Streamers Turn To LCEVC For Live Encoding

Low Complexity Enhancement Video Coding (LCEVC), otherwise known as MPEG-5 Part 2, has emerged as de facto codec of the year after adoption by a number of broadcasters and technology companies, as well as promotion to MPEG/ISO final draft international standard in November 2020.

The fact LCEVC enhances rather than competes with existing codecs has become its great strength.

LCEVC has benefited from the rivalry between the emerging codecs with their escalation in complexity and computational cost, offering a port of calm in the storm. It is not an ultimate solution to the problem of ongoing demand for greater coding efficiency but at least delays the need to upgrade to a new codec. It is backwards compatible with legacy codecs, with the enhancement layer crucially able to execute on existing commodity hardware rather than requiring a new dedicated ASIC or FPGA (Field Programmable Gate Array).

While that ability to be deployed as a software upgrade is essential for LCEVC’s temporary success, the reason for its current traction for live streaming, especially sports, is its computational economy. Live streaming is challenging for encoding because there is less time for the processing and also a shortage of computational power available on client devices such as smartphones and even laptops for decoding video compressed with advanced algorithms. LCEVC cuts total encoding time by up to at least 50% compared with a baseline codec for a specified video resolution.

This acceleration in encoding time is achieved largely through elimination of inter-block prediction, which then allows parallel processing of small 2x2 or 4x4 independent blocks within frames. With inter block prediction, as employed on many codecs, frames are divided into so called macroblocks to reduce data by seeking other such blocks similar to that one in previous frames, or reference frames, that have already been encoded. This process trades computational overhead and also a slight delay waiting for that previous frame, for saving in data. LCEVC by creating blocks that can encoded independently exploits the parallel processing capabilities inherent in standard CPUs.

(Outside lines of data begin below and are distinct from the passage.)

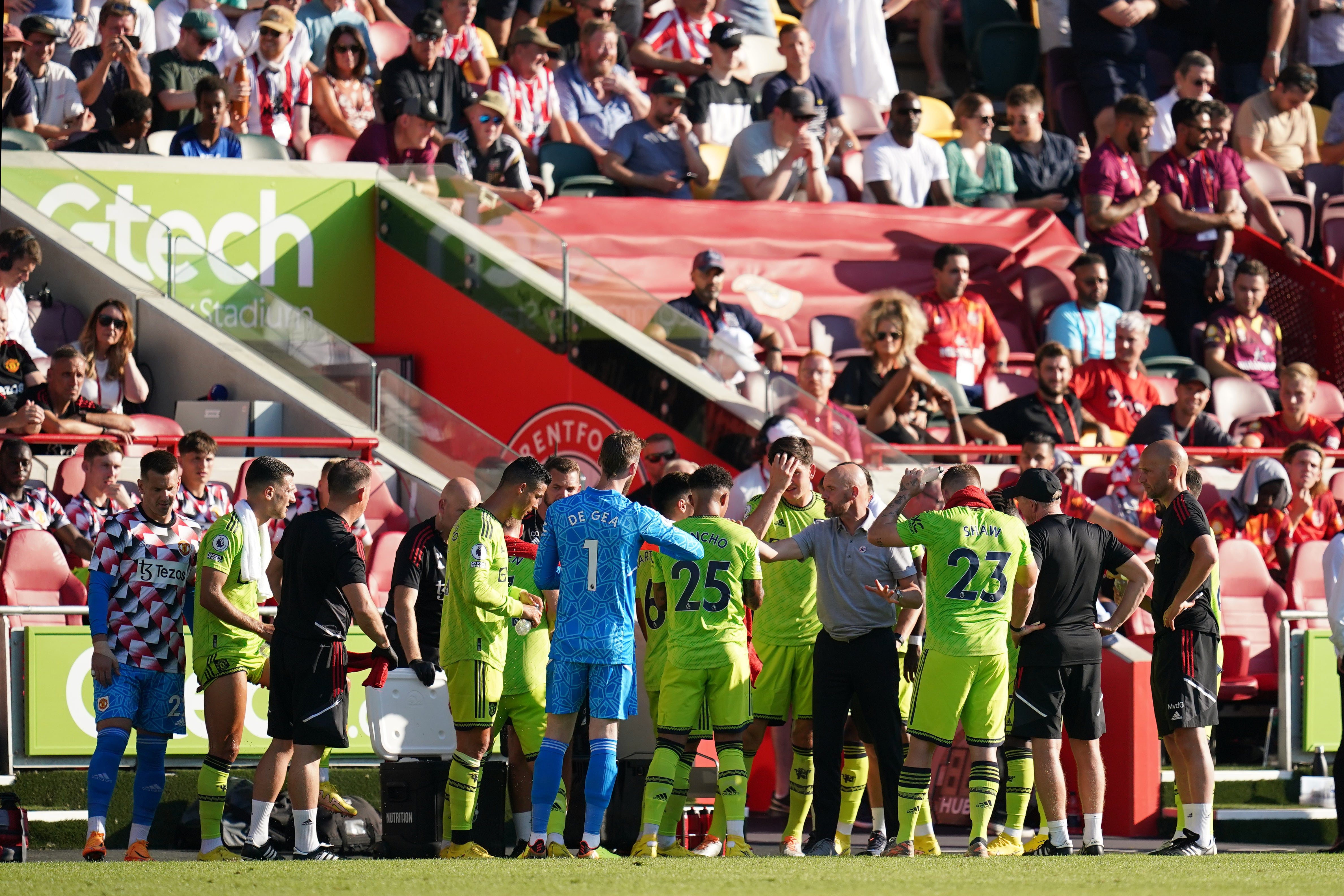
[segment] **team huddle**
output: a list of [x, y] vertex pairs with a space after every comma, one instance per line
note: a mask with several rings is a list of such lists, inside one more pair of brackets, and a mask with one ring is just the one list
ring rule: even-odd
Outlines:
[[[290, 520], [271, 555], [265, 527], [284, 519], [293, 500], [288, 466], [253, 462], [247, 500], [202, 533], [173, 512], [176, 458], [146, 455], [144, 502], [113, 517], [94, 549], [89, 603], [99, 731], [85, 857], [106, 852], [108, 799], [134, 727], [126, 858], [149, 858], [163, 748], [184, 732], [185, 623], [210, 732], [198, 787], [199, 858], [239, 858], [219, 832], [249, 682], [271, 688], [273, 740], [257, 768], [241, 858], [280, 858], [269, 815], [286, 775], [294, 858], [337, 858], [317, 842], [314, 821], [324, 797], [343, 807], [329, 789], [323, 793], [319, 766], [327, 750], [348, 746], [345, 676], [370, 661], [344, 650], [352, 621], [376, 645], [372, 657], [403, 662], [426, 686], [446, 678], [456, 751], [441, 858], [491, 857], [472, 830], [481, 763], [505, 728], [515, 857], [609, 854], [601, 841], [617, 778], [618, 723], [640, 712], [640, 703], [657, 746], [634, 857], [751, 857], [745, 825], [753, 758], [767, 728], [790, 717], [781, 854], [939, 854], [929, 810], [931, 766], [935, 748], [950, 746], [958, 727], [970, 750], [968, 856], [1074, 853], [1059, 766], [1066, 729], [1079, 768], [1082, 854], [1102, 854], [1101, 638], [1140, 606], [1161, 621], [1154, 712], [1177, 791], [1188, 801], [1184, 827], [1157, 854], [1216, 852], [1203, 732], [1216, 724], [1208, 697], [1218, 690], [1216, 551], [1210, 553], [1203, 510], [1185, 492], [1180, 446], [1159, 442], [1140, 459], [1164, 521], [1150, 599], [1148, 566], [1110, 532], [1066, 516], [1050, 470], [1027, 470], [986, 494], [976, 467], [953, 466], [941, 476], [942, 509], [907, 519], [902, 512], [929, 485], [929, 472], [907, 470], [883, 509], [857, 463], [831, 469], [814, 490], [810, 445], [784, 437], [769, 446], [765, 493], [734, 523], [726, 519], [732, 478], [719, 466], [665, 473], [652, 489], [652, 508], [625, 497], [641, 449], [632, 433], [609, 435], [599, 477], [583, 490], [578, 466], [566, 458], [546, 466], [531, 457], [513, 461], [484, 500], [472, 484], [449, 482], [438, 514], [403, 540], [382, 617], [351, 533], [367, 502], [366, 465], [332, 466], [325, 506]], [[1114, 594], [1117, 609], [1098, 622], [1102, 591]], [[258, 615], [262, 595], [280, 602], [274, 626]], [[645, 639], [646, 701], [636, 681], [637, 633]], [[581, 717], [590, 759], [583, 833], [571, 852], [563, 832], [567, 793], [577, 785], [566, 754]], [[718, 758], [712, 826], [691, 850], [677, 825], [699, 744], [708, 737]], [[1007, 821], [991, 840], [1001, 783]], [[866, 789], [872, 833], [867, 845], [852, 844]], [[1034, 790], [1043, 829], [1023, 842]], [[896, 813], [890, 829], [887, 807]]]

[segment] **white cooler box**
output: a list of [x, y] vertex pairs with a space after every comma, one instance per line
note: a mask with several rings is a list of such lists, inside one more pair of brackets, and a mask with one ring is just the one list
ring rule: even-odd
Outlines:
[[457, 748], [442, 672], [435, 672], [434, 685], [426, 688], [410, 669], [394, 669], [382, 688], [364, 688], [364, 712], [374, 752], [383, 759], [448, 759]]

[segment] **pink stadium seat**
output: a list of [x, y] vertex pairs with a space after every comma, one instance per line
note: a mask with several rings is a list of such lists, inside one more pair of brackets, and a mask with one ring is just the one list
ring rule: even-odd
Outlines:
[[368, 557], [368, 592], [379, 609], [387, 606], [392, 590], [392, 563], [403, 537], [405, 532], [383, 532], [374, 539], [374, 551]]
[[355, 141], [340, 134], [313, 134], [304, 146], [308, 161], [345, 161]]
[[[1293, 551], [1293, 563], [1288, 568], [1288, 606], [1292, 610], [1325, 609], [1325, 575], [1321, 557], [1329, 541], [1304, 541]], [[1302, 623], [1306, 623], [1305, 626]], [[1302, 619], [1293, 623], [1297, 629], [1329, 629], [1329, 619]]]
[[[89, 594], [66, 566], [56, 536], [42, 529], [9, 533], [0, 559], [0, 603], [7, 607], [87, 604]], [[22, 626], [83, 625], [83, 617], [19, 617]]]
[[1223, 631], [1247, 641], [1247, 674], [1261, 693], [1278, 695], [1278, 617], [1288, 609], [1284, 592], [1265, 568], [1259, 548], [1242, 539], [1218, 545]]

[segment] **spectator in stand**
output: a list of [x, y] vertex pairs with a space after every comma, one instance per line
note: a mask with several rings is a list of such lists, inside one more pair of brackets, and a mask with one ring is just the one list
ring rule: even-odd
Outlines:
[[649, 95], [648, 117], [616, 132], [602, 159], [602, 172], [632, 196], [691, 199], [687, 179], [706, 183], [710, 169], [700, 159], [700, 141], [691, 133], [691, 122], [681, 113], [685, 85], [675, 75], [663, 75], [649, 87]]
[[1124, 445], [1138, 420], [1161, 402], [1138, 360], [1145, 348], [1148, 318], [1125, 312], [1116, 320], [1114, 357], [1093, 359], [1074, 369], [1073, 390], [1082, 402], [1083, 416], [1105, 423], [1111, 445]]
[[243, 133], [271, 137], [296, 159], [302, 159], [309, 136], [313, 81], [308, 69], [288, 52], [298, 23], [285, 7], [266, 7], [257, 27], [257, 52], [242, 63], [247, 67], [251, 89]]
[[[434, 9], [425, 9], [411, 19], [410, 47], [383, 69], [379, 86], [379, 102], [383, 106], [383, 121], [394, 121], [398, 116], [398, 101], [410, 97], [433, 99], [438, 116], [448, 122], [450, 132], [466, 128], [466, 107], [476, 98], [462, 70], [441, 59], [448, 46], [448, 27], [444, 17]], [[394, 109], [396, 106], [396, 109]], [[437, 129], [430, 136], [435, 146], [444, 145], [444, 132]]]
[[[238, 15], [241, 7], [228, 5], [228, 9]], [[242, 44], [238, 42], [238, 34], [234, 31], [230, 17], [215, 0], [161, 0], [155, 4], [155, 46], [159, 50], [167, 50], [177, 46], [177, 42], [181, 39], [181, 21], [187, 13], [192, 11], [204, 13], [210, 19], [214, 19], [215, 27], [219, 30], [219, 36], [215, 39], [215, 43], [206, 50], [206, 59], [223, 70], [224, 66], [231, 64], [234, 59], [243, 58], [243, 50]], [[129, 34], [134, 34], [134, 30]], [[142, 39], [140, 52], [146, 52]]]
[[1046, 339], [1068, 349], [1074, 367], [1093, 359], [1116, 357], [1116, 321], [1121, 310], [1106, 301], [1110, 279], [1106, 259], [1086, 253], [1068, 266], [1078, 300], [1060, 302], [1046, 322]]
[[[945, 243], [933, 254], [933, 289], [921, 293], [919, 306], [929, 321], [915, 357], [930, 371], [956, 379], [972, 403], [984, 395], [980, 373], [993, 347], [993, 368], [1008, 367], [1008, 339], [999, 329], [989, 302], [966, 292], [970, 283], [970, 255], [961, 246]], [[1067, 380], [1066, 380], [1067, 382]]]
[[1097, 442], [1110, 443], [1105, 423], [1089, 424], [1078, 396], [1068, 391], [1074, 365], [1068, 349], [1046, 343], [1036, 349], [1036, 391], [1021, 395], [961, 422], [966, 435], [991, 445], [1023, 445], [1032, 433], [1051, 434], [1059, 445], [1079, 445], [1083, 433], [1097, 431]]
[[[526, 32], [523, 27], [513, 34]], [[523, 211], [536, 211], [542, 207], [542, 193], [532, 188], [527, 176], [523, 146], [504, 133], [508, 109], [504, 97], [487, 90], [466, 107], [468, 128], [450, 134], [439, 154], [452, 152], [458, 175], [489, 184], [500, 199]]]
[[20, 64], [28, 40], [17, 26], [4, 27], [4, 99], [0, 124], [30, 133], [38, 126], [38, 94], [28, 70]]
[[1246, 539], [1265, 557], [1275, 579], [1282, 579], [1274, 543], [1286, 528], [1289, 498], [1288, 470], [1271, 457], [1258, 457], [1246, 465], [1246, 473], [1227, 500], [1208, 508], [1208, 528], [1214, 539]]
[[32, 322], [28, 320], [28, 300], [23, 296], [23, 285], [40, 263], [42, 243], [27, 227], [11, 227], [0, 232], [0, 296], [9, 321], [5, 336], [35, 359], [46, 357], [47, 353], [32, 341]]
[[1214, 312], [1204, 326], [1204, 367], [1215, 377], [1235, 376], [1265, 387], [1278, 406], [1278, 368], [1284, 332], [1261, 305], [1269, 294], [1269, 269], [1247, 258], [1232, 275], [1232, 305]]
[[[610, 3], [612, 0], [607, 0]], [[485, 58], [485, 46], [476, 34], [476, 0], [442, 0], [439, 12], [448, 28], [448, 43], [444, 58], [456, 66], [466, 66], [468, 81], [482, 85], [491, 79], [491, 63]]]
[[617, 63], [620, 36], [610, 21], [590, 20], [579, 38], [578, 58], [555, 75], [559, 114], [570, 141], [593, 153], [598, 164], [621, 128], [649, 114], [649, 98], [634, 77]]
[[863, 150], [863, 201], [883, 206], [950, 206], [948, 157], [919, 133], [919, 94], [903, 90], [891, 101], [888, 129]]
[[1284, 0], [1216, 0], [1211, 17], [1223, 99], [1246, 102], [1274, 83], [1293, 27], [1293, 5]]
[[177, 454], [181, 458], [177, 513], [202, 528], [208, 528], [234, 509], [228, 486], [210, 481], [210, 474], [215, 472], [216, 451], [219, 445], [202, 430], [192, 430], [177, 439]]
[[[1107, 9], [1125, 5], [1126, 0], [1118, 0]], [[1142, 152], [1154, 114], [1153, 103], [1142, 97], [1121, 97], [1114, 106], [1114, 133], [1097, 146], [1079, 181], [1089, 250], [1106, 259], [1111, 283], [1106, 298], [1122, 312], [1140, 310], [1148, 292], [1148, 273], [1140, 261], [1148, 242], [1144, 210], [1157, 201], [1161, 187], [1142, 181], [1133, 156]]]
[[[1288, 231], [1284, 230], [1284, 222], [1278, 219], [1278, 214], [1274, 207], [1269, 204], [1269, 199], [1265, 197], [1265, 191], [1259, 188], [1255, 179], [1246, 172], [1246, 164], [1242, 161], [1242, 154], [1236, 152], [1228, 140], [1232, 136], [1232, 111], [1223, 103], [1214, 101], [1208, 103], [1208, 118], [1210, 125], [1214, 128], [1212, 138], [1208, 141], [1208, 150], [1218, 153], [1218, 156], [1232, 167], [1236, 172], [1236, 181], [1241, 184], [1242, 201], [1250, 208], [1251, 214], [1255, 215], [1255, 220], [1263, 228], [1265, 235], [1278, 243], [1284, 254], [1293, 263], [1300, 263], [1310, 261], [1310, 255], [1302, 251], [1302, 249], [1293, 242]], [[1332, 117], [1333, 121], [1333, 117]], [[1331, 126], [1333, 128], [1333, 125]], [[1327, 141], [1331, 136], [1331, 129], [1325, 132]], [[1327, 165], [1333, 165], [1344, 160], [1344, 118], [1340, 120], [1339, 140], [1341, 146], [1337, 154], [1327, 154], [1331, 148], [1327, 146], [1321, 150], [1321, 161]]]
[[[566, 66], [583, 55], [583, 42], [586, 40], [583, 34], [587, 23], [612, 21], [616, 0], [571, 0], [571, 5], [574, 7], [573, 16], [556, 19], [546, 28], [546, 36], [560, 44], [559, 60]], [[612, 27], [616, 28], [616, 64], [628, 71], [630, 69], [630, 47], [621, 30], [614, 23]], [[559, 75], [556, 75], [558, 78]]]
[[806, 87], [780, 95], [766, 121], [743, 129], [728, 150], [715, 199], [738, 201], [831, 201], [821, 144], [808, 130], [816, 101]]
[[714, 11], [714, 0], [673, 3], [672, 9], [644, 28], [630, 47], [630, 62], [642, 69], [672, 73], [683, 85], [689, 85], [710, 70], [703, 62], [710, 56], [710, 31], [727, 19]]
[[[265, 16], [262, 21], [265, 21]], [[345, 5], [344, 0], [308, 0], [294, 13], [294, 21], [293, 32], [297, 34], [302, 30], [308, 34], [308, 40], [312, 44], [312, 59], [327, 59], [327, 42], [336, 32], [336, 26], [349, 26], [359, 32], [359, 39], [366, 47], [374, 46], [368, 40], [368, 19]], [[262, 23], [257, 24], [259, 27]], [[312, 67], [309, 71], [312, 73]]]
[[89, 376], [81, 395], [121, 414], [124, 402], [142, 404], [149, 400], [149, 383], [136, 365], [136, 324], [130, 309], [120, 298], [99, 302], [75, 348], [89, 361]]
[[[294, 13], [297, 20], [302, 5], [304, 0], [266, 0], [259, 8], [243, 13], [234, 23], [234, 36], [238, 38], [238, 47], [242, 50], [242, 55], [250, 56], [257, 52], [257, 40], [261, 38], [261, 13], [266, 11], [266, 7], [285, 7]], [[289, 42], [289, 47], [285, 51], [290, 58], [305, 66], [313, 60], [313, 42], [308, 36], [308, 28], [302, 23], [294, 28], [294, 39]]]
[[1270, 90], [1243, 102], [1232, 124], [1242, 156], [1277, 165], [1297, 192], [1305, 192], [1302, 169], [1320, 161], [1310, 106], [1314, 94], [1316, 73], [1294, 63], [1279, 73]]
[[44, 485], [28, 485], [32, 449], [19, 439], [0, 442], [0, 551], [17, 529], [47, 531], [66, 553], [93, 556], [93, 543], [70, 525], [60, 502]]
[[210, 75], [196, 82], [200, 120], [173, 134], [169, 156], [242, 159], [243, 145], [224, 122], [228, 120], [228, 82]]
[[984, 94], [968, 93], [953, 111], [961, 136], [942, 148], [953, 200], [960, 206], [1011, 208], [1017, 184], [1008, 150], [993, 141], [995, 105]]
[[155, 106], [138, 90], [122, 90], [112, 98], [112, 126], [65, 146], [65, 152], [106, 152], [148, 156], [145, 137], [153, 122]]
[[1191, 50], [1180, 58], [1175, 73], [1176, 83], [1171, 90], [1153, 101], [1157, 117], [1153, 118], [1153, 133], [1148, 134], [1148, 150], [1153, 159], [1176, 144], [1176, 125], [1172, 124], [1172, 106], [1179, 99], [1208, 102], [1214, 94], [1214, 60], [1199, 50]]
[[1298, 544], [1329, 541], [1344, 532], [1344, 517], [1331, 494], [1331, 486], [1325, 484], [1325, 451], [1320, 445], [1310, 441], [1293, 442], [1284, 450], [1282, 461], [1288, 470], [1290, 497], [1284, 508], [1284, 528], [1274, 552], [1279, 568], [1288, 570]]
[[1176, 403], [1159, 404], [1140, 418], [1129, 434], [1129, 445], [1152, 445], [1163, 439], [1172, 439], [1187, 449], [1236, 445], [1236, 439], [1224, 433], [1216, 419], [1204, 414], [1211, 395], [1208, 371], [1199, 364], [1180, 368], [1176, 372]]
[[504, 133], [523, 148], [530, 168], [536, 169], [536, 153], [543, 140], [570, 142], [560, 118], [560, 98], [555, 75], [546, 67], [547, 51], [560, 50], [540, 28], [523, 26], [509, 38], [508, 62], [491, 73], [491, 90], [503, 97], [508, 114]]
[[1193, 330], [1223, 300], [1223, 265], [1232, 251], [1232, 231], [1246, 226], [1236, 208], [1236, 172], [1206, 152], [1212, 126], [1208, 106], [1180, 99], [1172, 106], [1176, 142], [1148, 169], [1160, 187], [1153, 207], [1161, 220], [1163, 300], [1167, 329], [1181, 355], [1196, 355]]
[[794, 4], [802, 11], [802, 26], [820, 48], [812, 69], [839, 93], [863, 97], [879, 109], [888, 106], [899, 90], [887, 46], [886, 5], [890, 4], [867, 0], [798, 0]]
[[[723, 271], [722, 253], [716, 249], [706, 249], [699, 253], [691, 262], [691, 283], [694, 285], [691, 294], [673, 298], [667, 304], [667, 308], [704, 326], [710, 333], [718, 333], [724, 326], [745, 329], [758, 345], [765, 348], [766, 369], [778, 373], [784, 369], [784, 340], [780, 339], [773, 326], [762, 324], [746, 305], [720, 301], [724, 282]], [[689, 344], [669, 341], [668, 330], [656, 320], [644, 329], [644, 333], [663, 343], [691, 364], [702, 364], [704, 355], [699, 352], [708, 351], [699, 341]]]
[[[98, 40], [70, 58], [70, 71], [79, 79], [79, 98], [93, 113], [98, 130], [112, 128], [112, 98], [122, 90], [149, 95], [149, 75], [129, 36], [136, 28], [136, 11], [120, 0], [103, 4], [98, 13]], [[165, 43], [177, 43], [176, 36]]]
[[710, 70], [685, 91], [685, 117], [702, 144], [731, 146], [751, 124], [751, 89], [732, 77], [742, 47], [742, 28], [720, 21], [710, 31]]
[[[1246, 445], [1250, 447], [1285, 447], [1308, 441], [1328, 449], [1340, 446], [1340, 431], [1335, 423], [1312, 414], [1320, 373], [1304, 361], [1284, 367], [1279, 376], [1279, 402], [1284, 410], [1273, 416], [1262, 416], [1246, 424]], [[1325, 466], [1331, 466], [1327, 461]]]
[[[51, 355], [47, 382], [30, 386], [19, 395], [16, 406], [32, 402], [43, 411], [42, 431], [65, 435], [112, 435], [125, 439], [134, 423], [124, 414], [90, 402], [83, 390], [87, 360], [74, 345], [62, 345]], [[13, 430], [11, 430], [13, 431]], [[36, 445], [38, 454], [74, 454], [74, 445]]]
[[[177, 46], [149, 58], [149, 97], [155, 101], [155, 130], [181, 130], [200, 121], [196, 109], [196, 83], [219, 75], [206, 51], [219, 40], [215, 17], [204, 9], [188, 9], [181, 17]], [[234, 93], [246, 95], [247, 85]], [[234, 95], [228, 97], [234, 99]]]
[[83, 488], [66, 501], [66, 519], [83, 537], [98, 540], [103, 523], [113, 513], [136, 506], [126, 486], [117, 481], [124, 461], [121, 446], [108, 439], [94, 439], [83, 447]]
[[1012, 138], [1003, 146], [1012, 160], [1017, 208], [1048, 208], [1070, 234], [1077, 232], [1082, 212], [1078, 177], [1091, 159], [1087, 140], [1078, 145], [1063, 134], [1046, 130], [1046, 98], [1035, 85], [1017, 85], [1004, 102]]
[[812, 56], [817, 51], [817, 43], [801, 24], [792, 21], [780, 28], [780, 54], [784, 56], [784, 71], [775, 74], [765, 82], [761, 91], [761, 114], [769, 116], [774, 111], [774, 105], [790, 87], [806, 87], [812, 91], [816, 114], [812, 117], [809, 130], [823, 146], [828, 146], [827, 128], [840, 132], [840, 144], [836, 149], [841, 153], [859, 149], [859, 137], [851, 130], [844, 117], [844, 106], [840, 103], [840, 94], [824, 78], [812, 70]]
[[374, 102], [374, 79], [364, 74], [368, 47], [359, 30], [340, 24], [327, 39], [327, 63], [313, 78], [312, 120], [314, 134], [340, 134], [359, 140], [378, 116]]
[[23, 69], [32, 81], [35, 93], [34, 132], [48, 145], [59, 145], [73, 134], [94, 129], [93, 113], [83, 107], [79, 82], [70, 69], [52, 60], [60, 32], [46, 16], [23, 20]]
[[[1074, 64], [1101, 140], [1113, 134], [1120, 116], [1125, 114], [1117, 105], [1120, 99], [1145, 95], [1148, 32], [1142, 21], [1154, 12], [1154, 0], [1068, 3]], [[1142, 138], [1138, 142], [1141, 145]]]
[[676, 443], [667, 433], [655, 433], [644, 439], [644, 449], [640, 451], [640, 476], [644, 477], [644, 485], [630, 492], [628, 497], [636, 504], [653, 506], [649, 504], [653, 500], [653, 486], [667, 473], [668, 462], [677, 459], [677, 457], [680, 455]]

This benefit has been acknowledged by influential players in the field, with Facebook’s director of video encoding David Ronca agreeing this has overcome an important hurdle that have made the supposedly advanced codecs like HEVC and AOM’s AV1 ill-suited in their present form on their own for live streaming. He and others have indicated it is not sustainable just to continue throwing CPU capacity at the problem and enhancing codecs on that basis.

Eleven Sports, a UK based group of multinational sports channels, has emerged as an LCEVC evangelist, as its CEO Luis Vicente pointed out. “As a leading global sports and e-sports media destination, we are extremely excited by the game-changing opportunities presented by MPEG-5 LCEVC,” he said. It will change the world of sports, media and entertainment video delivery, providing a better service at a substantially lower cost. We are definitely looking to become an early adopter.”

Al Jazeera believes LCEVC will have a major impact on global streaming beyond sports, even if that is a major driver. “LCEVC will become a cornerstone of video content distribution thanks to its compatibility with all baseline codecs, such as H.264, HEVC and AV1,” said Fathi Albatie, broadcast services lead at Al Jazeera Media Network. “I can see LCEVC shaking up the streaming business immediately.”

The basic principle of LCEVC is that video is encoded at a base resolution using a given codec, while simultaneously residual frames are computed as differences between these low-level images and the desired target higher quality images. This reduces time by exploiting parallelism inherent in general purpose processors and enables quality to be enhanced at a given bit rate. Backwards compatibility is enabled by eliminating that inter-block prediction specific to individual codecs, enabling frames to be processed individually in parallel.